As you can see from Figure 6.22, model has divided the children with sensitizations into three separate classes. The largest of these, Class 1, contains 222 children who predominantly have mite and pollen allergies, but have few other allergies. In contrast, Class 2 contains 112 children who have allergies to cat and dog as well as mite and pollen. This class also contains those children who have milk and egg allergies. It is also worth noting that the children in this class acquire their allergies early in life – in most cases by age 3. The final class, Class 3 is relatively small and contains 82 children who predominantly have mite allergies.

These results demonstrate the strength of unsupervised learning – it can discover patterns in the data that you did not expect in advance. Here we have uncovered three different patterns of sensitization that we were not previously aware of. The next question to ask is “how does this new knowledge help our understanding of asthma?”. To answer this question, we can see if there is any link between which sensitization class a child belongs to and whether they went on to develop asthma.
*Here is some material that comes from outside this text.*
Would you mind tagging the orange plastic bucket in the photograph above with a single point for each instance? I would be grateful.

For each child, our data set contains a measurement of whether they had developed asthma by age 8. For each of the two class and four class models, we can use these measurements to plot the percentage of children in each sensitization class that went on to develop asthma. The results are shown in Figure 6.23.

Let’s start by looking at plots for the two class model. As we might expect, the percentage of children with asthma is higher in the class with sensitizations (class 1), than the class without sensitizations (class 0). Indeed, the presence of allergic sensitizations is used as a predictor of developing asthma. But when we look at the results for the four class model, we see a very interesting result – whilst all the classes with sensitizations show an increased percentage of children developing asthma, class 2 shows a much higher percentage than any other class. It seems that children who have the broad set of allergies characterised by class 2 are more than four times as likely to develop asthma than children who have other patterns of allergies! This is a very exciting and clinically useful result. Indeed, when we looked further we found that this pattern of allergies also led to an increased chance of severe asthma with an associated increased risk of hospital admission [Simpson et al., 2010]. Being able to detect such severe asthma early in life, could help prevent such life-threatening episodes from occurring.
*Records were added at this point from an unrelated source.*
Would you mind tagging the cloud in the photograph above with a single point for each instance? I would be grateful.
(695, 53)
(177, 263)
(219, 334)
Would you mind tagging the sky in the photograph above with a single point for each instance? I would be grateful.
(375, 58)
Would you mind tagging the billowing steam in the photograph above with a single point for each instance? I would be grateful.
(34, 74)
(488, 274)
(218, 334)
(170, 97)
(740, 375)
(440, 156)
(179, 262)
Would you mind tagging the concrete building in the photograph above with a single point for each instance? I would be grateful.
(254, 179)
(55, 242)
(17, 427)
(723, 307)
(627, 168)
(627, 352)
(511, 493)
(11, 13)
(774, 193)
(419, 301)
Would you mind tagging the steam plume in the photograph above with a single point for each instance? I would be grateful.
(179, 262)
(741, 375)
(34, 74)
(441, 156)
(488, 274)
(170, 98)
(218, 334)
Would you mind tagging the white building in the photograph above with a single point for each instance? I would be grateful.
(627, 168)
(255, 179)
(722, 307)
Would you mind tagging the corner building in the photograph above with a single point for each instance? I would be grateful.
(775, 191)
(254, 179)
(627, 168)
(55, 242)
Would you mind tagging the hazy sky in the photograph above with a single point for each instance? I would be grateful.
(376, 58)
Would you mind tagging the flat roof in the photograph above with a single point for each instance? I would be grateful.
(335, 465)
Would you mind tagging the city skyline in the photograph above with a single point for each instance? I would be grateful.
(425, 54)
In summary, in this chapter, we have seen how unsupervised learning discovered new patterns of allergic sensitization in our data set. In this case, these patterns have led to a new understanding of childhood asthma with the potential of significant clinical impact. Although, in general, unsupervised learning can be more challenging than supervised learning, the value of the new understanding that it delivers frequently justifies the extra effort involved.
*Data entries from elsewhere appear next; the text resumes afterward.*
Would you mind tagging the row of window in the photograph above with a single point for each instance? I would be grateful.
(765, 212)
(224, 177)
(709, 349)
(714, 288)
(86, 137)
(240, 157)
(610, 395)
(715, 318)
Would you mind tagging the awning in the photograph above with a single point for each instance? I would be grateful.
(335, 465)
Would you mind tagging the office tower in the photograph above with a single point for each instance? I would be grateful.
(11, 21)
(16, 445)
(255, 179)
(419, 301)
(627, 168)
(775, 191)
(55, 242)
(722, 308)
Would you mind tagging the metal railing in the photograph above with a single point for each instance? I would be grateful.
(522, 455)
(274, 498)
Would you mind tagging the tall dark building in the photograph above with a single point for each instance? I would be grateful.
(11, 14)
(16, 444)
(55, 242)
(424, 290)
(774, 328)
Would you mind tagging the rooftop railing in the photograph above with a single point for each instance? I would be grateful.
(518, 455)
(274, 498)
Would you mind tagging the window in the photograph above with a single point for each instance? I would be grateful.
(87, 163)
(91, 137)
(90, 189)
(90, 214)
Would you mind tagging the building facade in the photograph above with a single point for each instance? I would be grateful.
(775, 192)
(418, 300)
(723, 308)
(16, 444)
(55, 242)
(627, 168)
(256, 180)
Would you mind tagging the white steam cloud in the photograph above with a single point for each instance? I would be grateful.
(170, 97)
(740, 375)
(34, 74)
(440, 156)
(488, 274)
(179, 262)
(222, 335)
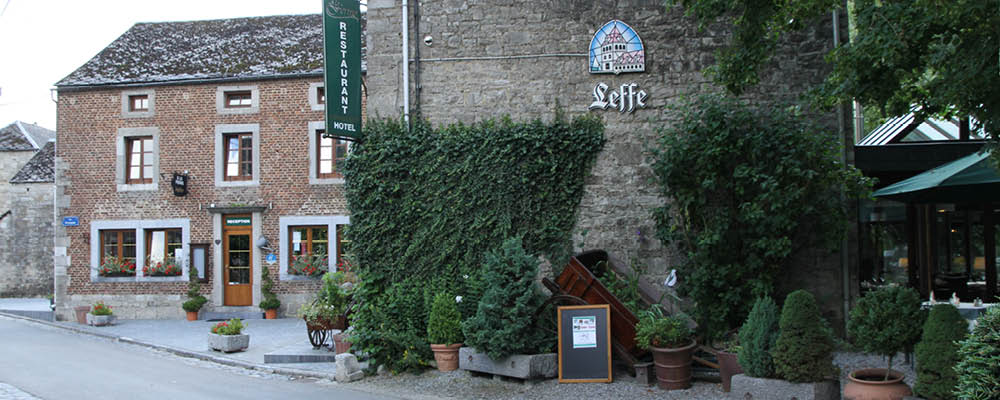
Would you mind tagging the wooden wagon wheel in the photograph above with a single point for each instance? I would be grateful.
(545, 315)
discrete distributionA probability distribution over a many-valued random variable which assigns a probability to each possible value. The parameters of the distribution are these probabilities, constrained to add up to 1 across all possible values. This distribution is also known as a categorical distribution.

An example of a discrete distribution is the outcome of rolling a fair dice, which can be written as Discrete$(\frac{1}{6},\frac{1}{6},\frac{1}{6},\frac{1}{6},\frac{1}{6},\frac{1}{6}).$ The Bernoulli distribution is actually a special case of a discrete distribution for when there are only two possible values.

clusteringA form of unsupervised learning where data items are automatically collected into a number of groups, which are known as clusters. Each cluster is then assumed to contain items which are in some way similar.

References

[Simpson et al., 2010] Simpson, A., Tan, V., Winn, J., Svensen, M., Bishop, C., Heckerman, D., Buchan, I., and Custovic, A. (2010). Beyond atopy: Multiple patterns of sensitization in relation to asthma in a birth cohort study. American Journal of Respiratory and Critical Care Medicine, 181:1200–1206.